- Theatrical release poster
- Directed by: Smeep Kang
- Written by: Amberdeep Singh
- Produced by: Ravi Dubey Jatin Sethi
- Starring: Ammy Virk Sargun Mehta Nimrat Khaira Nirmal Rishi
- Production companies: Dreamiyata Entertainment, Naad Sstudios
- Release date: 30 May 2025;
- Country: India
- Language: Punjabi

= Saunkan Saunkanay 2 =

Indian Punjabi comedy-drama film

Saunkan Saunkanay 2 is a 2025 Indian Punjabi-language comedy-drama film directed by Smeep Kang and written by Amberdeep Singh. It was released theatrically on 30 May 2025 and it is a sequel to the 2022 film Saunkan Saunkne. The film features Ammy Virk, Sargun Mehta, Nimrat Khaira, and Nirmal Rishi reprising their roles. Produced by Ravi Dubey, Jatin Sethi, and others under the banners Dreamiyata Entertainment and Naad Sstudios, the film continues the domestic comedy theme introduced in the original.

== Plot summary ==
Nirmal Singh lives with his two wives Naseeb Kaur and Kiranjit Kaur who are also sisters. The rivalry between the two women creates constant tension at home. Hoping to resolve the situation, Nirmal's mother brings a third woman, Monica Bellucci, into the household. Monica's presence further complicates the family dynamics. As the household adjusts to this unexpected change, misunderstandings and conflicts arise, leading to a series of comedic and chaotic events.

== Cast ==

- Ammy Virk as Nirmal Singh
- Sargun Mehta as Naseeb Kaur and Monica Bellucci (double role)
- Nimrat Khaira as Kiranjit Kaur
- Nirmal Rishi as Nirmal's mother
- Karamjit Anmol

== Production ==
The sequel was announced following the commercial performance of Saunkan Saunkne (2022). The film was directed by Smeep Kang, with a screenplay by Amberdeep Singh. Filming took place in Punjab, India beginning in June 2024. It was produced with an estimated budget of ₹10 crore.

== Reception ==
Archika Khurana of Times of India rated 3.5/5, stating "Saunkan Saunkanay 2 doesn't reinvent the wheel, but it keeps it spinning with gusto. Packed with energetic performances, lively music, and enough comedic chaos to keep audiences engaged, it succeeds as a feel-good, mass entertainer."
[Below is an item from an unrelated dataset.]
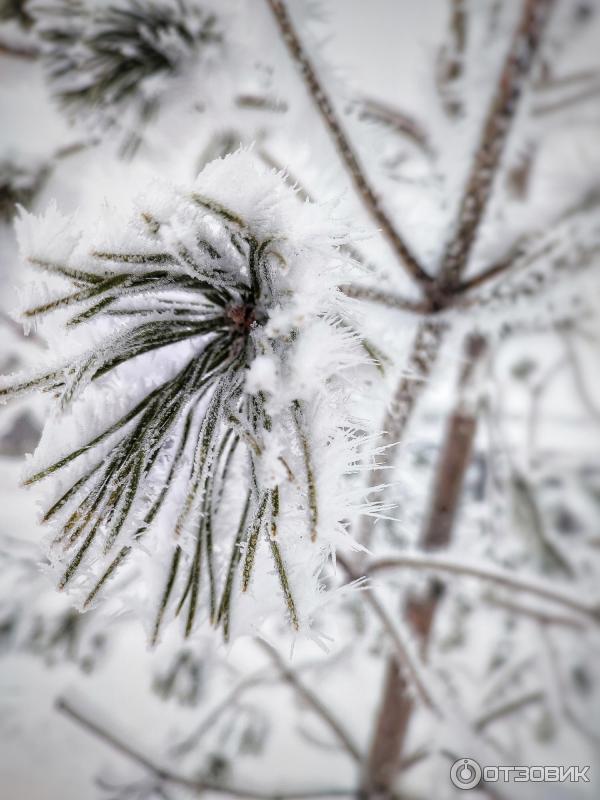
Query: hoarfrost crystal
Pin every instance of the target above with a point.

Sukhpreet Kahlon of Indian Express rated 4/5 and wrote "Despite a few pitfalls, comedy expert Smeep Kang crafts an overall crowd pleasing entertainer starring Sargun Mehta, Ammy Virk and Nimrat Khaira." Mona of The Tribune rated 2.5/5 and stated "The sequel draws laughs and is entertaining. However, the first outing set the bar rather high, and Saunkan Saunkanay 2, even though funny, lacks the emotional heft of its wildly entertaining predecessor."

== Release ==

=== Theatrical ===
The film was released theatrically on 30 May 2025.

=== Home media ===
The digital streaming rights of the film were sold to ZEE5. It premiered on ZEE5 on 25 July 2025.